Joe Bob Briggs publie une édition mise à jour de ses critiques de films drive-in
Le 13 octobre, le critique de cinéma Joe Bob Briggs a annoncé la sortie d’une édition révisée et mise à jour de son livre Joe Bob Goes to the Drive-InCe dernier rassemble ses premières critiques publiées dans le Dallas Times Herald entre 1981 et 1983. Selon Briggs, cette publication met en lumière les racines de la critique cinématographique populiste.

/em il a expliqué que certains films nécessitaient un traitement humoristique : « Les titres d’exploitation, ils vous suppliaient simplement d’être drôles. C’étaient juste des films scandaleux et c’est ce qui les rendait amusants. »

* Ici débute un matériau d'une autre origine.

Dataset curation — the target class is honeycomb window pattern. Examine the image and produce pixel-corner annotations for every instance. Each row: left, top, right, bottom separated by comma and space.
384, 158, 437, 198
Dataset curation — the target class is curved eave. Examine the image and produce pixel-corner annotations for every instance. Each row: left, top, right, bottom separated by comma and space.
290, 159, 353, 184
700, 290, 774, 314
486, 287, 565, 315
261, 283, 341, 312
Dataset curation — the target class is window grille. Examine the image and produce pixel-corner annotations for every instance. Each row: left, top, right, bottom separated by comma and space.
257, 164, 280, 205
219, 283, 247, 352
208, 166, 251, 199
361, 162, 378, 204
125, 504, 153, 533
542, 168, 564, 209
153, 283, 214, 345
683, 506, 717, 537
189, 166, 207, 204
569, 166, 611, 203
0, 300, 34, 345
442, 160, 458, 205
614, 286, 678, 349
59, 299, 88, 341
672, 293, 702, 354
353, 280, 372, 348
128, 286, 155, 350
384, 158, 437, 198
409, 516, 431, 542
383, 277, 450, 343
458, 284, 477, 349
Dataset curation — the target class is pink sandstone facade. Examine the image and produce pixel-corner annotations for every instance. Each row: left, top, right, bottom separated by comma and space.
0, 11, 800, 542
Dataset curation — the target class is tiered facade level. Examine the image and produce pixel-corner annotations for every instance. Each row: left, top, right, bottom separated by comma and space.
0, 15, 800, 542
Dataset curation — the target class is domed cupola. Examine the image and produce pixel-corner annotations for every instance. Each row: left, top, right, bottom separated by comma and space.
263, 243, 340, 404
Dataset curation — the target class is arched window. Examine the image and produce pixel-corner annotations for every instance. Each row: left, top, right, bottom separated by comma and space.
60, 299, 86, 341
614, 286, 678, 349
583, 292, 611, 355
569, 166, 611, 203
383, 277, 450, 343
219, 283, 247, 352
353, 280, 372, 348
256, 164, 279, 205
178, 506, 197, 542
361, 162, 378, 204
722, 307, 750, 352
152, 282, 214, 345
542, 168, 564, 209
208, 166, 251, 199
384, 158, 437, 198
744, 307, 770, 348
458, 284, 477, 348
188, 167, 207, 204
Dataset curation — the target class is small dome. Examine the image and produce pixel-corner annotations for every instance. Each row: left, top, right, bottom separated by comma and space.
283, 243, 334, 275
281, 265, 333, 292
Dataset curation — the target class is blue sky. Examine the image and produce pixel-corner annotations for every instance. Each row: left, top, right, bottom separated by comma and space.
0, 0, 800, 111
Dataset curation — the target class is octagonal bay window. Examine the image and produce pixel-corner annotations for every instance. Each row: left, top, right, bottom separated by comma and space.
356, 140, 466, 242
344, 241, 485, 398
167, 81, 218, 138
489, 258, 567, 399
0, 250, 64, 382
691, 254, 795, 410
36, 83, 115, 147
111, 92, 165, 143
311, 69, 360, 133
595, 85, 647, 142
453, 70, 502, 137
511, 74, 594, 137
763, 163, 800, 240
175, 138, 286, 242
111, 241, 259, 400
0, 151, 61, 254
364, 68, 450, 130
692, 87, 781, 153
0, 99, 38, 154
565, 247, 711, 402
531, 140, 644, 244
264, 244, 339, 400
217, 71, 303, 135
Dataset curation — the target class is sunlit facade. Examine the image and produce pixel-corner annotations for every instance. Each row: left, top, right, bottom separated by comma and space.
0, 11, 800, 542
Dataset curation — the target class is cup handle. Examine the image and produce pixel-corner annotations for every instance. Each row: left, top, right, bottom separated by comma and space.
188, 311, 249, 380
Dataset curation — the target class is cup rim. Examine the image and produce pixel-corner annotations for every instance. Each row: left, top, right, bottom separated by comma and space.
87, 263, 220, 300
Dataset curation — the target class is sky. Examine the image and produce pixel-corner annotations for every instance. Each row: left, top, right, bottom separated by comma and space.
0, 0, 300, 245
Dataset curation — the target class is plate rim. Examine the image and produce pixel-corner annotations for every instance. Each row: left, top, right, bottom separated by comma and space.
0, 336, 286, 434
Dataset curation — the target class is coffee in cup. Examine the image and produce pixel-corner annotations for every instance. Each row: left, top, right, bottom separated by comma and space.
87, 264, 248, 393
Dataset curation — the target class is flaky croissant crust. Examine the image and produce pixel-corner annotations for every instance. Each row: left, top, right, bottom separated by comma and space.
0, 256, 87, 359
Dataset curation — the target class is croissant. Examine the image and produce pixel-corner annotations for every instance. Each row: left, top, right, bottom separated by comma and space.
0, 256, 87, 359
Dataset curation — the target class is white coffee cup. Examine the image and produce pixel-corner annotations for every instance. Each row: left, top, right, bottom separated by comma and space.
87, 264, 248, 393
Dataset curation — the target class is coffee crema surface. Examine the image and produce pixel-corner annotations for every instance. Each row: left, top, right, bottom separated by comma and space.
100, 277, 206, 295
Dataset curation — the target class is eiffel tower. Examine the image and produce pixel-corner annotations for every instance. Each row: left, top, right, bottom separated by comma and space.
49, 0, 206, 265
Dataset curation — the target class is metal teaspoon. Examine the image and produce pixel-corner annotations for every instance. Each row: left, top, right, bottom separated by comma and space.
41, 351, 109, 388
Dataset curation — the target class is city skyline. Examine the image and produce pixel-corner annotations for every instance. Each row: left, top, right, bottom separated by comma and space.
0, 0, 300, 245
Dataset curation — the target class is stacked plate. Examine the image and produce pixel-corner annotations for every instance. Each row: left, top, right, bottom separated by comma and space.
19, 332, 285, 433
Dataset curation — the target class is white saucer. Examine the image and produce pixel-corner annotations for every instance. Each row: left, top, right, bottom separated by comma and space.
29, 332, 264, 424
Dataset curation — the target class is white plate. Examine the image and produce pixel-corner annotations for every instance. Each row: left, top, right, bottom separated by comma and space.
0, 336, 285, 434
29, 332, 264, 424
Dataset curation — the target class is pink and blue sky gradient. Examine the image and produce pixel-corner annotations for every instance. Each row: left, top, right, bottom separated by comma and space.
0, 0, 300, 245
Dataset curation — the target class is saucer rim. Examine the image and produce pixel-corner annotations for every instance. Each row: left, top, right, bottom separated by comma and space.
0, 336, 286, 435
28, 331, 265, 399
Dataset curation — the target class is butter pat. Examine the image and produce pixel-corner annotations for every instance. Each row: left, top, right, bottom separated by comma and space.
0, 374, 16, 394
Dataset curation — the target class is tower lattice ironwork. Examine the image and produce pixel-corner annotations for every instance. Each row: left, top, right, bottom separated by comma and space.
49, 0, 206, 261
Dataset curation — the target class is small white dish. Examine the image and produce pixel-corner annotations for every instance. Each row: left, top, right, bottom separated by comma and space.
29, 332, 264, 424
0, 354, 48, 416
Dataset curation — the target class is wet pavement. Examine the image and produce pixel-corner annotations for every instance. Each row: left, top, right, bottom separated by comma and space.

Avant 1981, indique-t-il, les critiques cinématographiques étaient souvent intellectuelles : « Même des légendes comme Pauline Kael et Vincent Canby étaient inaccessibles aux cinéphiles réguliers. Ce que j’avais décidé de faire était le contraire, être un critique populiste célébrant les genres préférés des travailleurs. »
Une réimpression attendue
L’édition originale datée de 1987 est devenue rare sur le marché, certaines copies étant vendues plusieurs centaines d’euros. En partenariat avec la société de bandes dessinées Dark Horse, cette nouvelle version sera accompagnée d’illustrations en couleurs réalisées par Mike Norton, ainsi que d’un texte restauré.
Briggs a révélé que relire ses anciens écrits n’a pas été sans moments difficiles : « C’était la première fois en 40 ans que je lisais ce genre de choses. Je disais : ‘Garçon, tu étais paresseux cette semaine-là.’ »
Son style unique consistait à mêler anecdotes personnelles et critiques filmiques au travers de personnages fictifs inspirés de personnes réelles qu’il connaissait.
Réactions mitigées à son œuvre
Briggs a souvent suscité controverse ; certains lecteurs ont critiqué son éloge envers des films violents ou sexuels. Il affirme que cela fait partie du charme des productions qu’il apprécie : « Une de mes définitions du genre de film que j’aimais était que ta mère ne l’aimerait pas. »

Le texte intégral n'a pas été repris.